Que ce soit Neymar ou encore Sadio Mané, on les connait tous ces grands joueurs présents dans de grandes équipes. Mais on a tendance à oublier ces jeunes, parfois âgés de 14 ou 15 ans, qui quittent leur pays et donc leur cocon familial avec une seule idée en tête : devenir le nouveau Lionel Messi d’Europe. Ils s’embarquent dans une sorte de Pékin Express au péril de leur vie où la plupart du temps ils ne savent pas s’ils vont ressortir vivants de ce voyage. Un périple avoisinant les 7000 km à travers une multitude de pays où ils seront livrés à eux-mêmes et seuls contre tous. Que ce soit à pied, en barque, en vélo ou en voiture ils avancent vers l’inconnu en pensant atteindre leur rêve derrière cette fameuse frontière européenne. Mais c’est un rêve qui tourne vite au cauchemar lorsque le jeune joueur donne toute sa confiance à un simple inconnu qui lui dit ce qu’il veut entendre. Des escrocs, des charlatans, tant de mots pour décrire ces briseurs d’espoirs qui, une fois qu’ils ont eu ce qu’ils voulaient, abandonnent lâchement ces jeunes dans la rue. Certains parlent de faux agents, d’autres de trafiquants d’humains modernes mais ce qui est sûr c’est que leurs intérêts ne seront jamais en faveur de celui qui a tout quitté. 

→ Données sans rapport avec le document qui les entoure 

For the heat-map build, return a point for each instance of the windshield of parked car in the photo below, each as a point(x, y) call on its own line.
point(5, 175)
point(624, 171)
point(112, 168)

Un rêve qui tourne vite au cauchemar

Stéphane est né dans une famille assez modeste, ni trop pauvre et ni trop riche. Comme beaucoup d’enfants, il a commencé à jouer au football dans la rue car il n’y avait pas de championnat de jeunes en Côte d’Ivoire. Un jour, une personne se faisant passer pour un agent lui a affirmé qu’il pourrait faire des tests d’entrées dans des clubs français. Ce soi-disant agent l’avait repéré lors d’un match se déroulant dans les quartiers d’Abidjan. Il n’a pas arrêté de lui jeter des fleurs et lui a dit qu’il pourrait faire carrière en Europe. Pour le jeune joueur tout semblait sérieux surtout qu’il disait connaître du monde dans l’Aspire Academy, une académie très connue au Qatar.  

Après quelques mois de discussions, ce faux agent a demandé à Stéphane la somme de 5000 euros et de prendre un billet d’avion pour Paris. Il a alors fait son maximum pour récolter l’argent mais a surtout demandé à sa famille de l’aider. Cela s’est passé en août 2013, il est alors très jeune à ce moment-là et assez naïf. Lorsqu’ils sont arrivés à l’hôtel, l’arnaqueur a prétexté avoir un rendez-vous important, il est parti et n’est plus jamais revenu. Il a laissé Stéphane seul dans un environnement qu’il ne connaissait pas. Lorsque ce malheureux évènement s’est produit, Stéphane a tout fait pour régulariser sa situation en France car il était toujours considéré comme clandestin. Sa famille lui a demandé de rentrer mais il a préféré rester et ne pas baisser les bras. Il a enchaîné les petits jobs pour se faire un peu d’argent et continue à s’entrainer durement pour peut être un jour réaliser son rêve. 

En quête de reconstruction

Après avoir fait face à la réalité, comment font-ils pour ne pas sombrer ? Sans titre de séjour et considérés comme de simples clandestins, comment vont-ils faire pour retrouver un semblant d’espoir ?  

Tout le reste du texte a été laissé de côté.